Miller was more blunt: "Coach Meyer, he’s one of the best in the business."

Meyer has 50 wins against four losses in four seasons at Ohio State. He won a Big Ten and national title, and the 14 Buckeyes at the combine played huge roles. What he doesn't have, however, is a 1,000-yard receiver in his tenure. Devin Smith came the closest in 2014 with 931 yards and 12 touchdowns, but needed 15 games to do so.


"To me, winning means more to me than getting the ball all the time. If our team is winning, I'm doing something right, you know what I mean?" Marshall said. "If we continue to win and get better each week you get an opportunity to come out here and prove that you belong."

Meyer didn't even have a 1,000-yard receiver the entire time he was the head coach of the Florida Gators.
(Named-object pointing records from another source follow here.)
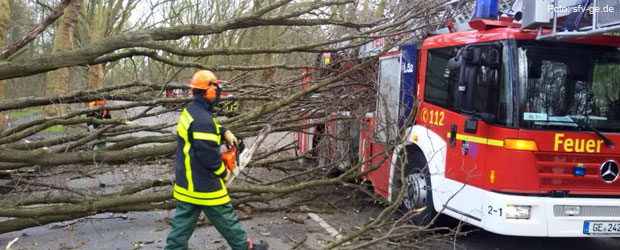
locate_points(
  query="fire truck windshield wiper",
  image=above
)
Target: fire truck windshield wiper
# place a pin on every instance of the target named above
(586, 125)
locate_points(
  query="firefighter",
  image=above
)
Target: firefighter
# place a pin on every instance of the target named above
(200, 173)
(100, 114)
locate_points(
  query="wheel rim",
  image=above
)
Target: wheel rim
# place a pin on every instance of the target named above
(416, 191)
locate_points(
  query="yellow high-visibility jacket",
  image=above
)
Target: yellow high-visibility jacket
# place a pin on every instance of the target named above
(199, 167)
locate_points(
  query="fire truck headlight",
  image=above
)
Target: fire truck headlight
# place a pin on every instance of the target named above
(518, 212)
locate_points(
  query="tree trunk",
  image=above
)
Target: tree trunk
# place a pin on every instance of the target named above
(57, 81)
(97, 29)
(96, 76)
(4, 26)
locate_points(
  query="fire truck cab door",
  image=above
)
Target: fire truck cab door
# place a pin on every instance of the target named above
(468, 133)
(386, 120)
(386, 113)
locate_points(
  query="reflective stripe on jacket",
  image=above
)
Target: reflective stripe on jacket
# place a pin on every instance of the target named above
(199, 167)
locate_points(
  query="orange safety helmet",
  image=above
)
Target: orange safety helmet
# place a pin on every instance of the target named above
(205, 79)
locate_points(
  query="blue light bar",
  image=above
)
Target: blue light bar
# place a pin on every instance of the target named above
(486, 9)
(579, 171)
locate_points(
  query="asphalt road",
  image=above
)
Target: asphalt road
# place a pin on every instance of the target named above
(148, 230)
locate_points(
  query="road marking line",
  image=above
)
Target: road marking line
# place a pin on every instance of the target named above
(331, 230)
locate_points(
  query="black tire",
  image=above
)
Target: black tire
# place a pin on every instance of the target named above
(418, 179)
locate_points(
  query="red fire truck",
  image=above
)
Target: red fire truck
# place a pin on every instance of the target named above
(518, 123)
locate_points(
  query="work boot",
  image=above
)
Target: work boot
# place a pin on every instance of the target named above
(261, 246)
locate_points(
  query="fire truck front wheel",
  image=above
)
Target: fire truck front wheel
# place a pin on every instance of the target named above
(418, 196)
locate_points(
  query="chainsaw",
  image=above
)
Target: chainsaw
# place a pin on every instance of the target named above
(237, 157)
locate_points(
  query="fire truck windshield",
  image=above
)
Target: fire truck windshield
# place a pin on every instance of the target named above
(563, 85)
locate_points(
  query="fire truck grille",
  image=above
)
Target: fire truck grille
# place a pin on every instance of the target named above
(609, 12)
(586, 211)
(556, 172)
Paris Warren recorded 1,076 receiving yards for Meyer at Utah in 2004. Meyer's power spread offense just isn't built for one receiver to star, but instead the stockpile of talent to get touches in all areas.

Coaches won't tell you there is a thing as having too much talent, though it is clear Meyer and his staff instilled a team-first mentality within their program. It's one of the reasons Ohio State won the national championship in 2014.

A lot of times winning comes as a result of how well you use the skill at your disposal.

Elliott should be the first running back selected in the 2016 NFL Draft. He won the Silver Football last year. He deserved to touch the ball a lot.

But with so much talent at other positions, it is hard not to wonder if the other players wished they had a few more chances to put plays on tape for NFL executives to see.

The Buckeyes won't say that, though — at least not to the media.

"Ohio State, Coach Meyer, Coach (Zach) Smith, my two receiver coaches for the most part helped me develop into being an elite receiver I feel like," Marshall said. "I feel like the things they taught me will help me succeed at the next level."

Added Thomas: "We're still going to compete when we're around other guys. Ohio State is going to continue to have talent year in and year out."

And maybe as long as Meyer is there, that's just how things will go.

"The opportunities I had, I was out to make the best of them," Miller said. "So I can control what I can control and that's what I did throughout the whole season."